The hypothalamic-pituitary-adrenal axis plays a major role in maintaining homeostasis within the body. Fearful situations lead to production of cortisol through a loop involving the amygdala, hypothalamus, and anterior pituitary gland. Optimal cortisol levels reduce the risk of developing and maintaining PTSD by inhibiting traumatic memory retrieval and containing the sympathetic response. There is evidence that in PTSD, lower than normal levels of cortisol inhibit production of ACTH from the anterior pituitary gland. In addition, there is evidence of down-regulated sensitivity to corticotropin-releasing factor (CRF) resulting in suboptimal levels of cortisol.[20] The elevated CRF levels directly influence increased norepinephrine (noradrenaline) release by stimulating the locus coeruleus: it is believed that this failure to contain the sympathetic response leads to the consolidation of traumatic memories.[21] However, there is conflicting evidence regarding low cortisol levels.[22]
Other neurochemicals that have been implicated in PTSD include serotonin, gamma-aminobutyric acid, glutamate, neuropeptide-Y, and brain-derived neurotrophic factor. It is likely that the true neurobiology of PTSD is complex and involves a range of these and other factors.[23]
Classification
Diagnostic and Statistical Manual of Mental Disorders, Fifth Edition, Text Revision (DSM-5-TR)[1]
Draws a distinction between acute stress disorder (also known as combat and operational stress reaction in the military; symptoms are present for <1 month) and PTSD (where symptoms are present for ≥1 month).
PTSD may be:
With a dissociative subtype when symptoms of depersonalisation (e.g., experience of being an outside observer) or derealisation (e.g., experience of unreality, distance, or distortion) are present.
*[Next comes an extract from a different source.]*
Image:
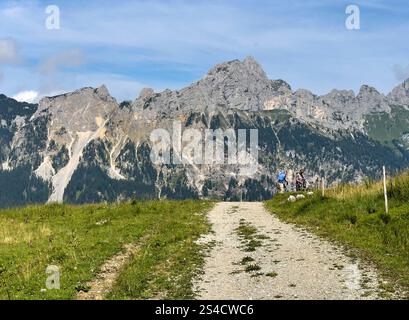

With delayed expression when full diagnostic criteria are not met until at least 6 months after the stressor.
Clinical classification: symptom severity
Mild:
Distress caused by the symptoms is manageable by the patient, and the patient's social and occupational functioning are not significantly impaired.
Moderate:
Distress and impact on functioning lie somewhere between mild and severe and there is not considered to be a significant risk of suicide, harm to self, or harm to others.
Severe:
Distress caused by the symptoms is felt to be unmanageable by the patient, and/or they cause significant impairment in social and/or occupational functioning, and/or there is considered to be significant risk of suicide, harm to self, or harm to others.